Finalmente, en una conversación casual, apareció la pieza número tres: el Quijote. El rompecabezas empezaba a cobrar sentido. Por esos mismos días sucedió mi único encuentro con la hija de Emiliani. Acababa de regresar de México. Su nombre era Amalia o Amelie. No recuerdo bien. Se trataba de una mujer humilde que se jactaba de de ser amante de un poeta mediocre desdeñoso de la literatura clásica. Había asimilado de los habitantes del País Azteca el aire a indigenismo, no la agudeza para observar el mundo como un recinto mágico. Noté que desconocía el trasfondo del enigma y que por ello se obstinaba en hallar el dinero del supuesto tesoro. No parecía consciente de la precariedad de sus esperanzas, pero no la culpé. Dicen que las ilusiones son lo único que poseemos. Me creyó uno de los curiosos del lugar, e intentó rebajarme a un inexperto buscador de libros. No obstante, omitió revelarme el contenido de la carta. Por fortuna pocos secretos quedan en la penumbra. Uno de los peones que cuidaba las ruinas de la casa me “confió” el contenido:  

Coloco en tus manos las doce piezas del tesoro. Con ellas podrás abrir las puertas del universo y realizar los sueños profundos del espíritu.

En las últimas palabras que crucé con Amelie pude percibir que tal vez siempre había sido una cazadora de tesoros ajenos, como el común de la gente —al fin al cabo era maestra de escuela—, y que por tal razón no había podido deducir el verdadero sentido de la carta, creyendo además que era ella la destinataria del secreto.
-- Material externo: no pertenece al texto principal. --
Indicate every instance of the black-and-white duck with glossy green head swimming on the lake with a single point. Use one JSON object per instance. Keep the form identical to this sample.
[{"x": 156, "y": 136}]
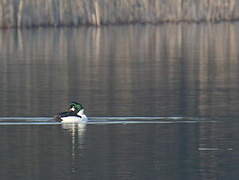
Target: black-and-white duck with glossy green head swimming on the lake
[{"x": 75, "y": 114}]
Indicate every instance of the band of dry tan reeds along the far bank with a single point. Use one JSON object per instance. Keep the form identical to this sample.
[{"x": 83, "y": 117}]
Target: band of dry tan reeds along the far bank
[{"x": 31, "y": 13}]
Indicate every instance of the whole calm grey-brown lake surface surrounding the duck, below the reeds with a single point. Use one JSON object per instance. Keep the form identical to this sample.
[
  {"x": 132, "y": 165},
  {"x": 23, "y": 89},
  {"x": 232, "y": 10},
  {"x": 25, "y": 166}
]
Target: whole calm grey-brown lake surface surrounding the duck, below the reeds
[{"x": 188, "y": 71}]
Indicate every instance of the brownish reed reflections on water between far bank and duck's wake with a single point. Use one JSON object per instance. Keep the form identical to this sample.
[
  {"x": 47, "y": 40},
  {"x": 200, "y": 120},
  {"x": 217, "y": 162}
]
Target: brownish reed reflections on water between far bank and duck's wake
[{"x": 166, "y": 70}]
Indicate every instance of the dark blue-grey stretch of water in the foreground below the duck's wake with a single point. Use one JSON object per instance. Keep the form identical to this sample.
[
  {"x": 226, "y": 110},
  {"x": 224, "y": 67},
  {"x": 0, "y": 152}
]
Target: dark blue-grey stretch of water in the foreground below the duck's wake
[{"x": 200, "y": 151}]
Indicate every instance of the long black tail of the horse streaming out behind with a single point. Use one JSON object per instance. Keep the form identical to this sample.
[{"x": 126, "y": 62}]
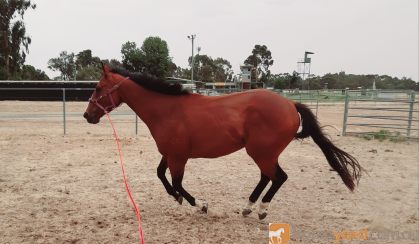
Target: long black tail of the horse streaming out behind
[{"x": 346, "y": 165}]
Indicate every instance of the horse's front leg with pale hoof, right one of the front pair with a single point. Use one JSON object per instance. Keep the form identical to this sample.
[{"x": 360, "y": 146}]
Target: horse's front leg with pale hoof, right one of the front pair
[{"x": 177, "y": 169}]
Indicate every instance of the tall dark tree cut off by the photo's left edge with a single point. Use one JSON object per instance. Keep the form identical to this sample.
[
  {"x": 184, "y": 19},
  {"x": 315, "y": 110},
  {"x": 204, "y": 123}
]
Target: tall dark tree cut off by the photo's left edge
[{"x": 14, "y": 43}]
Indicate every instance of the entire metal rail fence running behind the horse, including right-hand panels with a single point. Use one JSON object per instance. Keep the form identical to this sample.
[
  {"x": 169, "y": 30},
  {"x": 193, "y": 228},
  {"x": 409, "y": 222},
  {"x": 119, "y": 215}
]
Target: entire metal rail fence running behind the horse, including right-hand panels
[{"x": 365, "y": 111}]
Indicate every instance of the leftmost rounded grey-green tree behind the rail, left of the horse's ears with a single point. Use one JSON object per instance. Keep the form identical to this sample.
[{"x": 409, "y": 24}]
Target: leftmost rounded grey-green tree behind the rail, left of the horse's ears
[{"x": 65, "y": 64}]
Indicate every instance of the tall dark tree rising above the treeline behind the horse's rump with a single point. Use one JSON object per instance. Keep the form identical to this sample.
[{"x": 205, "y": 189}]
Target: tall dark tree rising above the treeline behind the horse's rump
[{"x": 261, "y": 59}]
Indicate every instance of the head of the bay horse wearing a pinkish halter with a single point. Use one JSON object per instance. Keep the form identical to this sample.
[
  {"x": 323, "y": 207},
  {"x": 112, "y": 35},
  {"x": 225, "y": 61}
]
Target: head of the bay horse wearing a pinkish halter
[{"x": 105, "y": 97}]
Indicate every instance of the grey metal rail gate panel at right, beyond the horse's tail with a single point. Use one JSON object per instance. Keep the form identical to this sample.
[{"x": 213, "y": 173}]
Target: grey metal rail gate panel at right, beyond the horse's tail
[{"x": 375, "y": 112}]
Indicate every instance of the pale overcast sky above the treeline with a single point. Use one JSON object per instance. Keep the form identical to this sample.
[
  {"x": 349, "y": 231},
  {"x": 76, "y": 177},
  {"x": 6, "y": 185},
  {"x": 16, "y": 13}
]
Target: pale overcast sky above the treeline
[{"x": 356, "y": 36}]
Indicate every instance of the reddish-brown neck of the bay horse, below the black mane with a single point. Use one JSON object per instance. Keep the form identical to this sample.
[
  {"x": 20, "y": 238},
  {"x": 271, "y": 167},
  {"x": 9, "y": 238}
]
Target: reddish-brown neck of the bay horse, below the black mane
[{"x": 148, "y": 105}]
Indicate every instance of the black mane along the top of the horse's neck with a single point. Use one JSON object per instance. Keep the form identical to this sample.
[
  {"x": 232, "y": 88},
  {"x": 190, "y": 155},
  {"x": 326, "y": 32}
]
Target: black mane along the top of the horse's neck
[{"x": 152, "y": 83}]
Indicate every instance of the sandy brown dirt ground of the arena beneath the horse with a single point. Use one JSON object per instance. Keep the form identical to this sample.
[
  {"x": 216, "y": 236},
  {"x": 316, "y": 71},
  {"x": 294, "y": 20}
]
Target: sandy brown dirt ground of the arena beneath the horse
[{"x": 68, "y": 189}]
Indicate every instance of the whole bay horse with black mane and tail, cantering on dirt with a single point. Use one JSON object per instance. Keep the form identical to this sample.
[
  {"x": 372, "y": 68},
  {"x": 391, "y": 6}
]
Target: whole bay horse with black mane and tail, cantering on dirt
[{"x": 186, "y": 125}]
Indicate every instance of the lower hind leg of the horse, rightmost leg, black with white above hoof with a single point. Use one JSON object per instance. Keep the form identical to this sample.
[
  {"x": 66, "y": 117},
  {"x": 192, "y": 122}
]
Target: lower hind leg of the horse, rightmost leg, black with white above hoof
[{"x": 277, "y": 181}]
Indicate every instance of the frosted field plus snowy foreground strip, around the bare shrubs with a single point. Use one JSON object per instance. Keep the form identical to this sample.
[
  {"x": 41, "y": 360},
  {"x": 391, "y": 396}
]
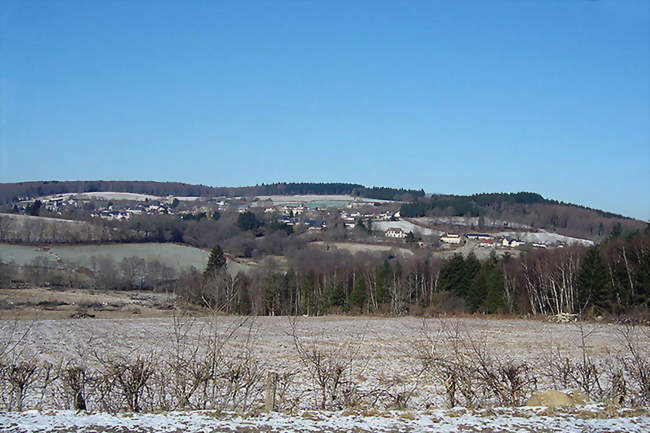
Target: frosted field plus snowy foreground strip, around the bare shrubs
[{"x": 380, "y": 358}]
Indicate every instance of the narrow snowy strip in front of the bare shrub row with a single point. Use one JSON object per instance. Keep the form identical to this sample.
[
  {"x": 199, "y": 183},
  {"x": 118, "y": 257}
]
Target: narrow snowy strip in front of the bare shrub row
[{"x": 588, "y": 419}]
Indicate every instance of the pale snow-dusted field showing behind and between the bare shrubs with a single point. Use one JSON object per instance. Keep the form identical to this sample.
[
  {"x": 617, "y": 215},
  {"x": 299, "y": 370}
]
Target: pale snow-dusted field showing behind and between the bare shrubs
[{"x": 382, "y": 349}]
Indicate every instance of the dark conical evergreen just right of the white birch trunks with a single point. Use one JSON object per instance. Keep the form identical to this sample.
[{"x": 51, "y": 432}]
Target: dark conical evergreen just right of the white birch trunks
[{"x": 592, "y": 282}]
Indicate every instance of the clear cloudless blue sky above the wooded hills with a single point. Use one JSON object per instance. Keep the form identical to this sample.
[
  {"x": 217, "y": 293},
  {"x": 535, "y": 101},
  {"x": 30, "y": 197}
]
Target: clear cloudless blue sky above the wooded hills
[{"x": 453, "y": 97}]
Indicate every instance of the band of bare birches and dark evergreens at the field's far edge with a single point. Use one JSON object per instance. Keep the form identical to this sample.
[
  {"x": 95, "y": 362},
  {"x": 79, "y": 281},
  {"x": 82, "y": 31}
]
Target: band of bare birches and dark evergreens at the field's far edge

Incluso llegó a sugerir, quizá por carencia de argumentos, que el padre había plagiado una idea ya referida en un folletín reciente (un libro sobre alquimia o algo semejante, escrito por un tal Güello o Cuello), libro que tenía por enseñanza “Sigue luchando, el tesoro está dentro de ti”. Tampoco resultó difícil suponer que seguía creyendo a Emiliani un pobre hombre rico.

Si el contenido de la carta no había sido falseado resultaba claro que de las doce piezas sólo faltaba una y que, siguiendo los designios del autor, ésa debía ser la más importante, la clave, el Libro de los Libros.

Han transcurrido varios meses desde cuando pude develar el enigma. El sobre con la inscripción de la primera cifra continúa inédito. Tal vez me he cruzado con él en alguna librería o estará abandonado entre los desechos de la ciudad (es difícil predecir el destino de las grandes obras). ¿Cuál será el título? ¿Quién será el Autor de tal libro? Por ello, y dado que ignoro cuándo sucederá el encuentro —aunque he soñado ese Título y ese Autor como Él me habrá soñado a mí— he optado por idear dos explicaciones que, de todas maneras, no dejan de ser simples conclusiones de lector.

La primera es que Emiliani buscó crear un juego para pervivir en la memoria de los descubridores del acertijo —una secta secreta, apócrifa—, dejando la primera cifra del enigma sin revelar, para que cada uno de los elegidos coloque en ella su propio Libro de Libros —o insinuando que tal orden es una pura ilusión, una excusa, y que cualquiera de las piezas puede encabezar la serie.

La segunda podría ser una variación de la primera. Quizá esa cifra, como el simbolismo de los discípulos, sólo se refiere a un círculo que se cierra sobre sí mismo, es decir una alegoría previsible pero infinita, como la dulce armonía de las esferas con la que Pitágoras solía apaciguar sus noches de desvelo, y que tal compendio —que podría denominarse El Catálogo de Catálogos— es uno de los artificios creados por Dios, el Gran Autor, para continuar revelándose como el inspirador del Libro que compendia a los demás, el que los nutre. El Libro de los Libros.